27 Apr 2019; DW: The German Bundesbank and Austria's National Bank stopped issuing the €500 ($557) bank note on Friday, three months after it had ceased to be handed out in the rest of the eurozone.
The delay reflects a preference among consumers in both countries to continue to use banknotes for everyday purposes such as shopping, and for savings. Existing €500 notes in circulation will continue to be legal currency.
One of the world's highest-value banknotes, the €500 note's withdrawal leaves Switzerland's 1,000-franc bill (€878) and Brunei's 10,000-dollar note (€6,628) at the top of the league of high-value paper currency.
Laundering cash
Within the eurozone, the €500 euro note makes up just 2.3% of paper currency in circulation but it is used more in both Germany and Austria.
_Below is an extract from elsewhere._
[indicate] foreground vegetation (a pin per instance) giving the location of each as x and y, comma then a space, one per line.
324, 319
By contrast, the €50 note totals 25% of all euro banknotes in circulation.
According to the European Central Bank (ECB), the €500 bank note was used primarily by criminals to disguise their illegal income, and to launder money.
The eurozone's central bank has been redesigning all paper notes to make them more difficult to fake: "The ECB has a duty to safeguard the integrity of euro banknotes and continue to improve banknote technology," an ECB spokesman said last week.
New notes in May
At the end of May, the ECB will issue new €100 and €200 notes with enhanced security features and a hologram with small euro symbols that move around the number and sharpen under direct light.
"The new €100 and €200 banknotes benefit from the same security features as the €50 banknote, such as a portrait in the watermark and in the hologram, plus new and upgraded ones that make them harder to counterfeit but still easy to check," the ECB spokesman said.